= Knut Brinchmann-Hansen =

Norwegian judge and politician

Knut Brinchmann-Hansen (17 January 1911 – 9 March 1993) was a Norwegian judge and politician for the Conservative Party.

He was born in Vemundvik as a son of officer Olaf Brinchmann-Hansen (1877–1953) og Katie, née Galtung (1881–1954). After finishing his secondary education in 1929 and basic military training in 1930, he studied law and graduated with the cand.jur. degree from the Royal Frederick University in 1935. In 1939 he married Solveig Edith Hoem.

Following a time as junior solicitor and deputy judge, he mostly worked as a lawyer from 1939 to 1945. After the war he worked with the economic recovery of Norway, being based in Kristiansund.
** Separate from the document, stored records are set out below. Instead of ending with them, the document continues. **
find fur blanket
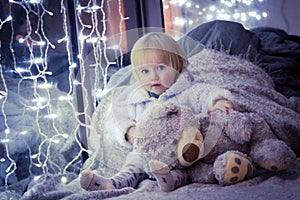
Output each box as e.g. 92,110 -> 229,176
0,49 -> 300,200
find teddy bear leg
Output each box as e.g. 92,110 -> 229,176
213,151 -> 255,186
250,139 -> 297,171
149,160 -> 188,192
177,126 -> 203,167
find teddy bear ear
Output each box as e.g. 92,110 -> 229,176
165,103 -> 179,114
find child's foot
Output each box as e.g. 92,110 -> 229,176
149,160 -> 175,192
80,171 -> 115,191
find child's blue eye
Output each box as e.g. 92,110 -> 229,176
141,69 -> 149,74
157,65 -> 166,70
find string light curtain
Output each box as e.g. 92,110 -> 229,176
162,0 -> 268,33
0,0 -> 127,188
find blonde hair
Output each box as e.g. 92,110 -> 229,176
130,32 -> 187,73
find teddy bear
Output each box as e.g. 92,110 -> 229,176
135,104 -> 297,186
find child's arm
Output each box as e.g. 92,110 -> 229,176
125,126 -> 135,144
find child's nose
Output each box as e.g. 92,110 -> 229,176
151,70 -> 159,80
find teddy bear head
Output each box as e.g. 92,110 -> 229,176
134,103 -> 203,168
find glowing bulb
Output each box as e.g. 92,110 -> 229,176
51,139 -> 60,144
33,176 -> 41,181
32,97 -> 47,103
209,6 -> 217,11
262,12 -> 268,17
233,13 -> 240,19
73,80 -> 80,85
100,36 -> 107,41
37,83 -> 53,89
110,44 -> 120,50
86,37 -> 98,43
58,96 -> 73,101
185,2 -> 192,8
70,63 -> 77,69
0,91 -> 7,99
29,0 -> 40,4
44,114 -> 58,119
31,154 -> 38,158
34,41 -> 46,46
206,15 -> 213,20
5,15 -> 12,22
32,58 -> 44,64
20,131 -> 28,135
4,128 -> 10,134
60,176 -> 68,183
173,17 -> 185,26
61,134 -> 69,139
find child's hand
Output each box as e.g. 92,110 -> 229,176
125,126 -> 135,144
208,99 -> 234,114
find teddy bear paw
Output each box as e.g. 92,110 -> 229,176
80,171 -> 115,191
214,152 -> 255,185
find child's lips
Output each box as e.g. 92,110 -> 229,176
151,83 -> 161,88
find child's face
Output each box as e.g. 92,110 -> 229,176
136,50 -> 178,95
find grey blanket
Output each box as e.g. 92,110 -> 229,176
0,49 -> 300,200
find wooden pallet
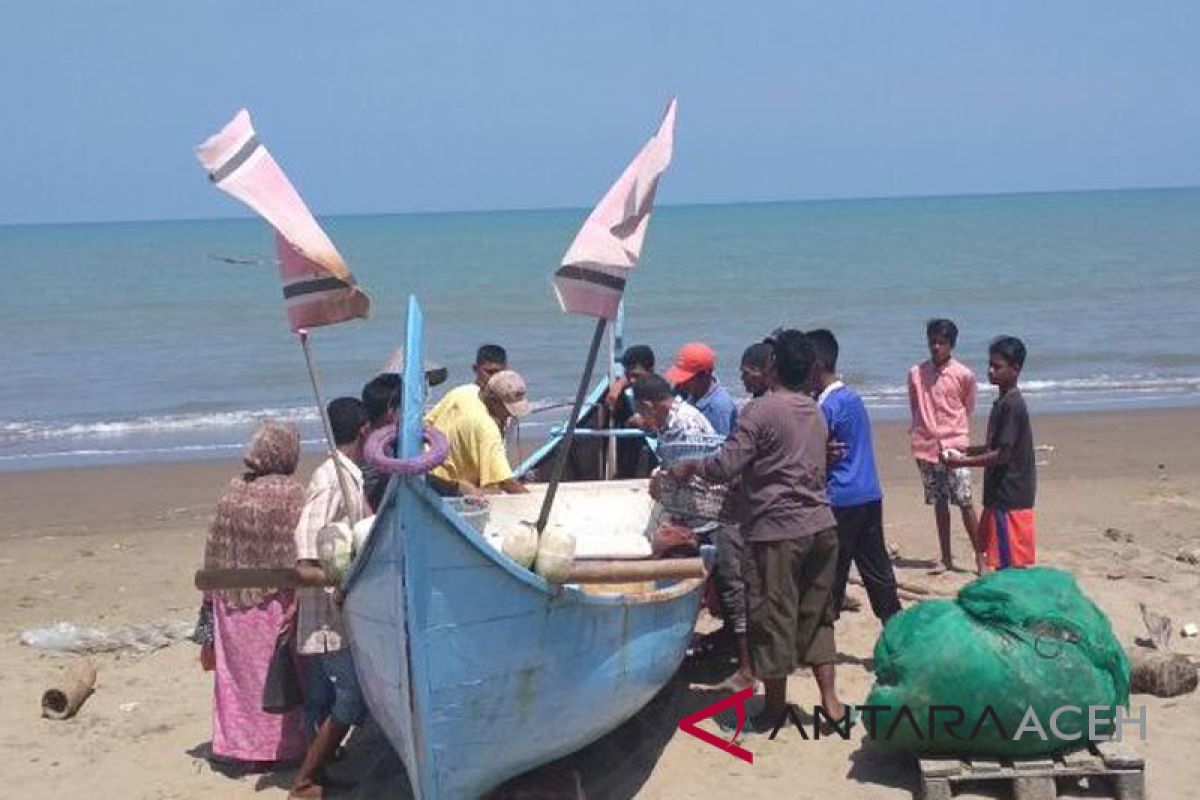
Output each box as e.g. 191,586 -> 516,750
919,741 -> 1146,800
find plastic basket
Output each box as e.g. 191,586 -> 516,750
658,434 -> 725,467
659,477 -> 728,521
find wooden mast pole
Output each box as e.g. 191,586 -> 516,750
538,317 -> 608,536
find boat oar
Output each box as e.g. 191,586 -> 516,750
196,558 -> 704,591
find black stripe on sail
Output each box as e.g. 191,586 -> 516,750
554,264 -> 625,291
209,134 -> 263,184
283,278 -> 354,300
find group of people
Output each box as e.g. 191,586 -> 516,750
202,320 -> 1036,798
608,319 -> 1037,728
198,344 -> 540,798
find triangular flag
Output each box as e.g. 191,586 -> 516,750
554,100 -> 676,319
196,109 -> 371,331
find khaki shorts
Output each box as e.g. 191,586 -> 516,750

After working in a business position from 1954, Brinchmann-Hansen was a barrister again from 1958 and became district stipendiary magistrate of Sunnmøre District Court in 1966.

He was a member of the municipal council of Kristiansund Municipality from 1948 to 1951, and then again from 1956. He served as a deputy representative to the Parliament of Norway from Møre og Romsdal during the terms 1950-1953 and 1954–1957. In total he met during 116 days of parliamentary session.

In addition to sitting on the boards of local businesses, he was a consul for West Germany between 1958 and 1966, and was decorated with the Order of Merit of the Federal Republic of Germany.